We have the intuition that when someone has worked uprightly and hard for something good and thereby gained it, they deserve their possession of it. What does that mean?
If Alice ran 100 meters faster than her opponents at the Olympics, she deserves a gold medal. In this case, it is clear what is meant by that: the organizers of the Olympics owe her a gold medal in just recognition of her achievement. Thus, Alice’s desert appears appears to be appropriately analyzable partly in terms of normative properties had by persons other than Alice. In Alice’s case, these properties are obligations of justice, but they could simply be reasons of justice. Thus, if someone has done something heroic and they receive a medal, the people giving the medal typically are not obligated to give it, but they do have reasons of justice to do so.
But there are cases that fit the opening intuition where it is harder to identify the other persons with the relevant normative properties. Suppose Bob spends his life pursuing virtue, and gains the rewards of a peaceful conscience and a gentle attitude to the failings of others. Like Alice’s gold medal, Bob’s rewards are deserved. But if we understand desert as in Alice’s case, as partly analyzable in terms of normative properties had by others, now we have a problem: Who is it that has reasons of justice to bestow these rewards on Bob?
We can try to analyze Bob’s desert by saying that we all have reasons of justice not to deprive him of these rewards. But that doesn’t seem quite right, especially in the case of the gentle attitude to the failings of others. For while some people gain that attitude through hard work, others have always had it. Those who have always had it do not deserve it, but it would still be unjust to deprive them of it.

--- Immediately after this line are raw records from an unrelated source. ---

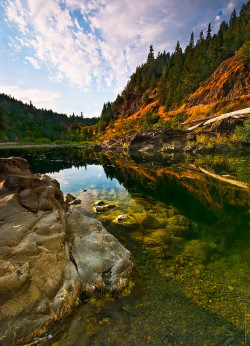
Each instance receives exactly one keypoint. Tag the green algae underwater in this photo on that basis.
(188, 234)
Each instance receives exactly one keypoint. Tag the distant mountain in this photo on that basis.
(19, 121)
(207, 78)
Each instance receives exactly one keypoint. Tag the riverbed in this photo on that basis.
(187, 227)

The theist has a potential answer to the question: God had reasons of justice to bestow on Bob the rewards of virtue. Thus, while Alice deserved her gold medal from the Olympic committee and Carla (whom I have not described but you can fill in the story) deserved her Medal of Honor from the Government, Bob deserved his quiet conscience and “philosophical” outlook from God.

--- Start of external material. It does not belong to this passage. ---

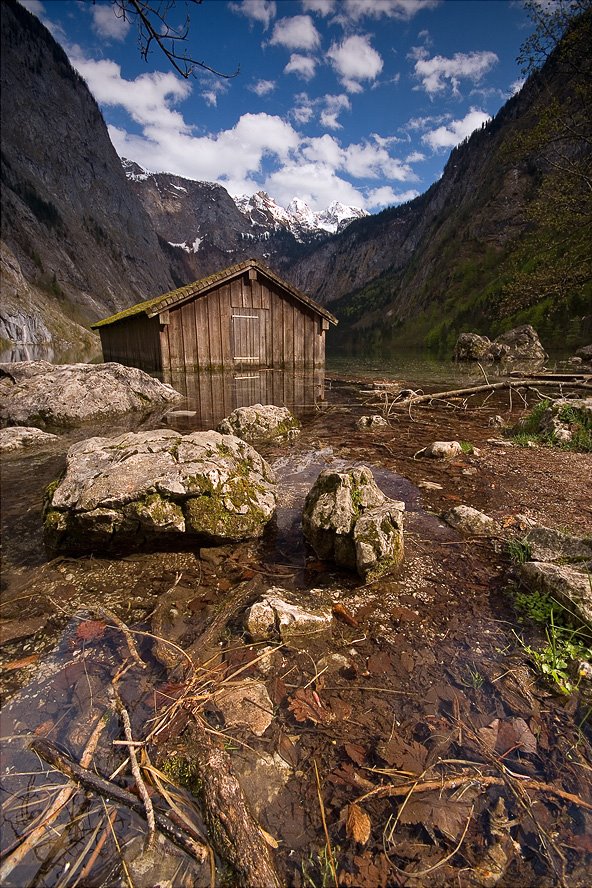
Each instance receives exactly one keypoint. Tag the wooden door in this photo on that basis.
(248, 337)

This solution, however, may sound wrong to many Christians, especially but not only Protestants. There seems to be a deep truth to Leszek Kolakowski’s book title God Owes Us Nothing. But recall that desert can also be partly grounded in non-obligating reasons of justice. One can hold that God owes us nothing but nonetheless think that when God bestowed on Bob the rewards of virtue (say, by designing and sustaining the world in such a way that often these rewards came to those who strove for virtue), God was doing so in response to non-obligating reasons of justice.

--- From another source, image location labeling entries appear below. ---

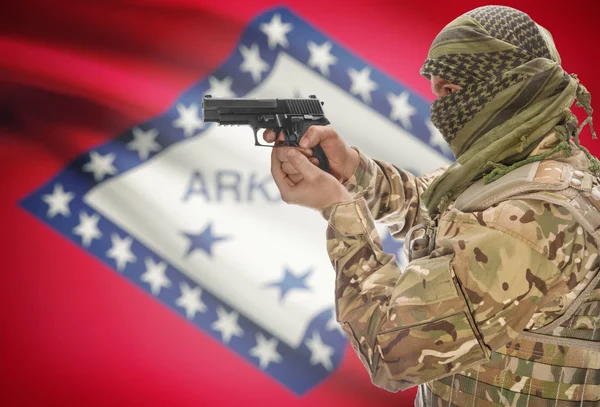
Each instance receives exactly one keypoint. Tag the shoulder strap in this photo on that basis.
(538, 176)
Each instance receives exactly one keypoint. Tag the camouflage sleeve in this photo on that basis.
(446, 312)
(392, 194)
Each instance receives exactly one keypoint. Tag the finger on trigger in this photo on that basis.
(269, 135)
(295, 178)
(288, 168)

Objection: Let’s go back to Alice. Suppose that moments after she ran the race, a terrorist assassinated everyone on the Olympic Committee. It still seems right to say that Alice deserved a gold medal for her run, but no one had the correlate reason of justice to bestow it. Not even God, since it just doesn’t seem right to say that God has reasons of justice to ensure Olympic medals.
Response: Maybe. I am not sure. But think about the “Not even God” sentence in the objection. I think the intuition behind the “Not even God” undercuts the case. The reason why not even God had reasons of justice to ensure the medal was that Alice deserved a medal not from God but from the Olympic Committee. And this shows that her desert is grounded in the Olympic Committee, if only in a hypothetical way: Were they to continue existing, they would have reasons of justice to bestow on her the medal.
This suggests a different response that an atheist could give in the case of Bob: When we say that Bob deserves the rewards of virtue, maybe we mean hypothetically that if God existed, God would have reasons of justice to grant them. This does not strike me as a plausible analysis. If God doesn’t exist, the existence of God is a far-fetched and fantastical hypothesis. It is implausible that Bob’s ordinary case of desert be partly grounded in hypothetical obligations of a non-existent fantastical being. On the other hand, it is not crazy to think that Alice’s desert, in the exceptional case of the Olympic Committee being assassinated, be partly grounded in hypothetical obligations of a committee that had its existence suddenly cut short.